Combing Paleontology and Developmental Biology to Understand Skull Evolution in Turtles

结合古生物学和发育生物学来了解海龟的头骨进化

• 批准号: 415747545
• 负责人: Dr. Ingmar Werneburg
• 金额: --
• 依托单位: The University of Tokyo
• 依托单位国家: 德国
• 项目类别: Research Grants
• 财政年份: 2019
• 资助国家: 德国
• 起止时间: 2018-12-31 至 2023-12-31
• 项目状态: 已结题
• 来源: https://gepris.dfg.de/gepris/projekt/415747545?language=en
• 关键词: Combing; Paleontology; Developmental; Biology; Understand

The skulls of land vertebrates are characterized by a large diversity. Particularly the region behind the eye, the temporal region, shows considerable differences between major groups, such as mammals, lizards, birds, crocodiles, and frogs. The origin of this diversity - including diverse skull openings and marginal bone reductions - is rarely understood. Of particular interest are turtles that do not resample the skull shape of any living land vertebrate, although they were recently hypothesized to be closely related to extant reptilian groups.In order to understand the temporal skull region and the origin of turtles, a morphogenetic approach to study paleontological and developmental integrity is proposed.Primarily, the anatomy of the temporal region will be coded in a cladistic sense to reconstruct the evolution of this region. Therefore, fossil as well as embryological data will be observed.

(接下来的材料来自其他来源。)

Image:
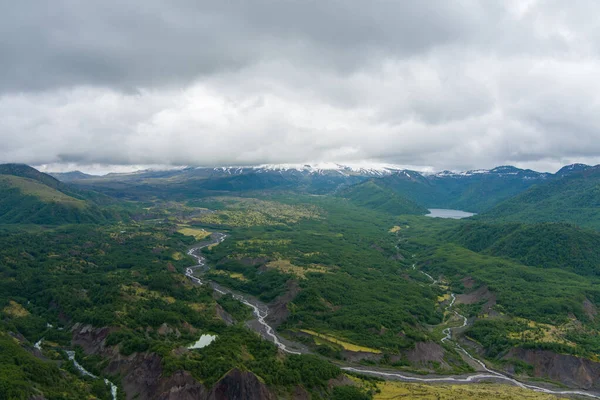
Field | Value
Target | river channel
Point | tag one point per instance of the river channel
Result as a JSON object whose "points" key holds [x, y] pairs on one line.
{"points": [[260, 325]]}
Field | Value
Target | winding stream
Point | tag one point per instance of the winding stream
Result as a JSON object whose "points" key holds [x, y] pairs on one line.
{"points": [[261, 312], [85, 372], [489, 374]]}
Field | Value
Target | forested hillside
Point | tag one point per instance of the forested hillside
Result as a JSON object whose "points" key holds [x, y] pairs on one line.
{"points": [[28, 196], [473, 191], [375, 197], [574, 198], [547, 245]]}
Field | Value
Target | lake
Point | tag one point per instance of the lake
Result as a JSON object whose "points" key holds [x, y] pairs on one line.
{"points": [[445, 213]]}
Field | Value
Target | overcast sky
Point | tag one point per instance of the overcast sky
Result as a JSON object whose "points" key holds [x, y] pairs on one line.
{"points": [[100, 85]]}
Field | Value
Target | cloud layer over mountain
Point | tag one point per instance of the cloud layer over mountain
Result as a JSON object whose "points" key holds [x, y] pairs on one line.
{"points": [[446, 84]]}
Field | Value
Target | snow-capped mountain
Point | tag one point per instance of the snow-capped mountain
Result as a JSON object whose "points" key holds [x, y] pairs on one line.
{"points": [[366, 169]]}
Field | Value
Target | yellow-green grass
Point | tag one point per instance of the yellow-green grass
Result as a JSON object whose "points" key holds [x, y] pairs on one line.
{"points": [[545, 333], [198, 234], [45, 193], [234, 275], [346, 345], [402, 390], [287, 267], [14, 309], [137, 292]]}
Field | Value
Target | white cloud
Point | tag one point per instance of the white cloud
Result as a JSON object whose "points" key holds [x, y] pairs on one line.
{"points": [[456, 85]]}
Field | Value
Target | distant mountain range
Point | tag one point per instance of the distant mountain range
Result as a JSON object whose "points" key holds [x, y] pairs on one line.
{"points": [[475, 190], [28, 196]]}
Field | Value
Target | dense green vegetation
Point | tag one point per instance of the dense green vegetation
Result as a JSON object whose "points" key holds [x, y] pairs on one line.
{"points": [[574, 198], [126, 277], [545, 245], [375, 197], [473, 192], [342, 271], [28, 196], [347, 267]]}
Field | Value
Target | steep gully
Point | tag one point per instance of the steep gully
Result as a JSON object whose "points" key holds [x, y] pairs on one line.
{"points": [[261, 311]]}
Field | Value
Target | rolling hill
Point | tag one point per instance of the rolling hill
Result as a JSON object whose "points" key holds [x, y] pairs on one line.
{"points": [[472, 191], [370, 195], [28, 196], [546, 245], [572, 198]]}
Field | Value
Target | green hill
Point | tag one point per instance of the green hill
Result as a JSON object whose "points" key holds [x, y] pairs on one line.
{"points": [[574, 198], [547, 245], [371, 195], [473, 191], [28, 196]]}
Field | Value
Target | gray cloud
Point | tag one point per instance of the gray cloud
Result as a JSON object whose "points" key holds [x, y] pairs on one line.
{"points": [[445, 84]]}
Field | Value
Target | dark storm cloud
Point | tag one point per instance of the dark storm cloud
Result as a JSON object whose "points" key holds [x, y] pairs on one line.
{"points": [[133, 43], [447, 84]]}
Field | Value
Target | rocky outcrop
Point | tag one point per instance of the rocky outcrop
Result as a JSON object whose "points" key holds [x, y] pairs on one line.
{"points": [[278, 311], [570, 370], [224, 315], [143, 379], [89, 338], [238, 385], [425, 353], [181, 386]]}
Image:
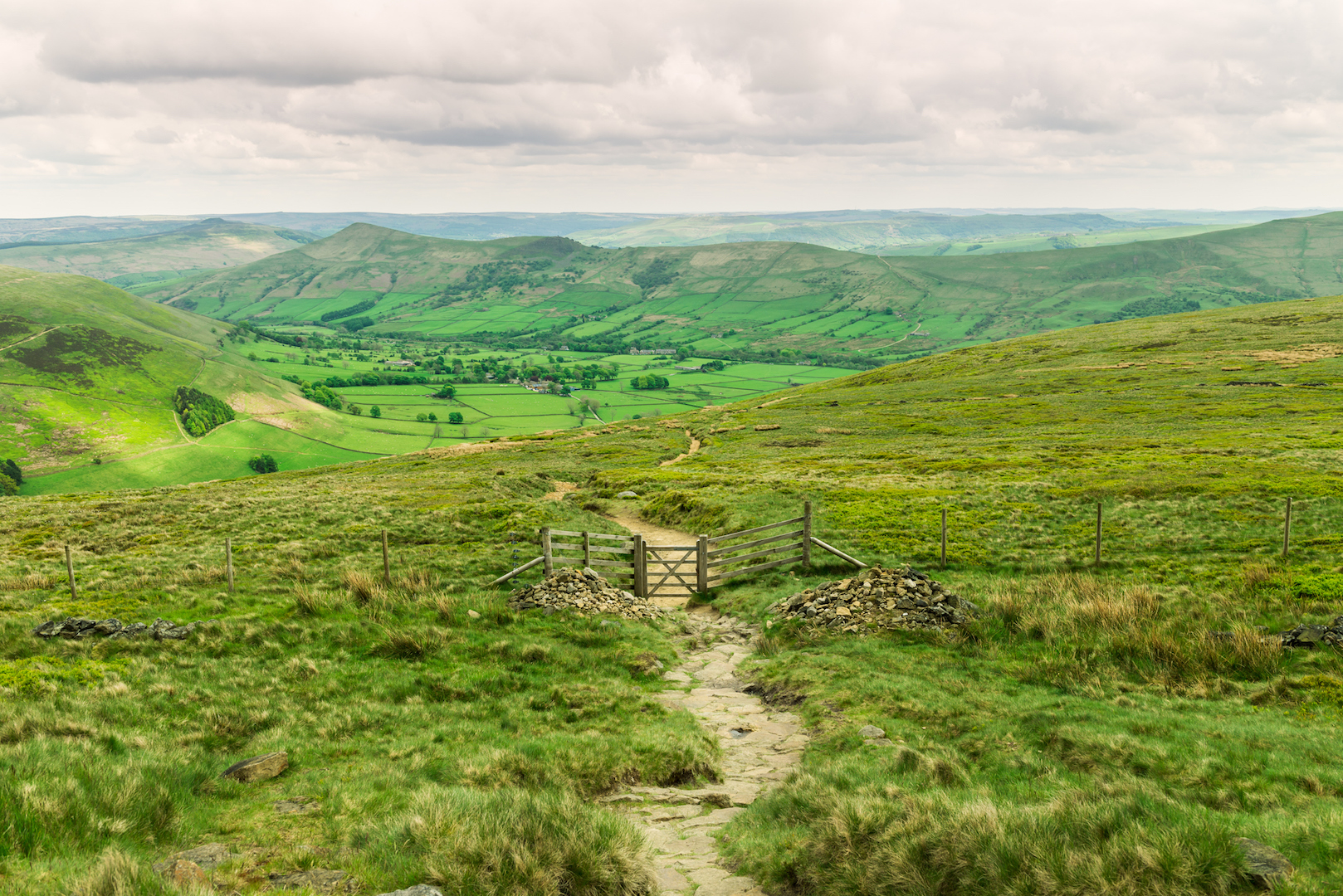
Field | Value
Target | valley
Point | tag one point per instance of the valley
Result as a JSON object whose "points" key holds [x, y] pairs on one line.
{"points": [[1088, 730]]}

Geometric morphometric changes in evolution and development of the bones will be analyzed quantitatively to illustrate the pathways leading to either one morphotype and to infer phylogenetic and functional correlations.Micro-computed tomography and histological techniques will be applied to characterize the progress of bone development. Gene expression will be analyzed to illustrate embryonic skull anatomy before the bones begin to form.From a developmental perspective, shared ancestral and derived features will be detected that lead to either one morphotype. By studying fossil groups, which had an even larger diversity of the temporal region than extant groups do, detailed scenarios for the evolutionary changes will be detected. By characterizing the turtle morphotype, a precise phylogenetic conclusion will be drawn for the phylogenetic position of this group that has important impact to understand land vertebrate phylogeny as a whole. Moreover, the integration of genetic and bone development will allow a complex insight to head development in general. In this context, embryological malformations - as seen in humans - will be interpretable from a developmental perspective and their meaning for evolutionary changes will be derived.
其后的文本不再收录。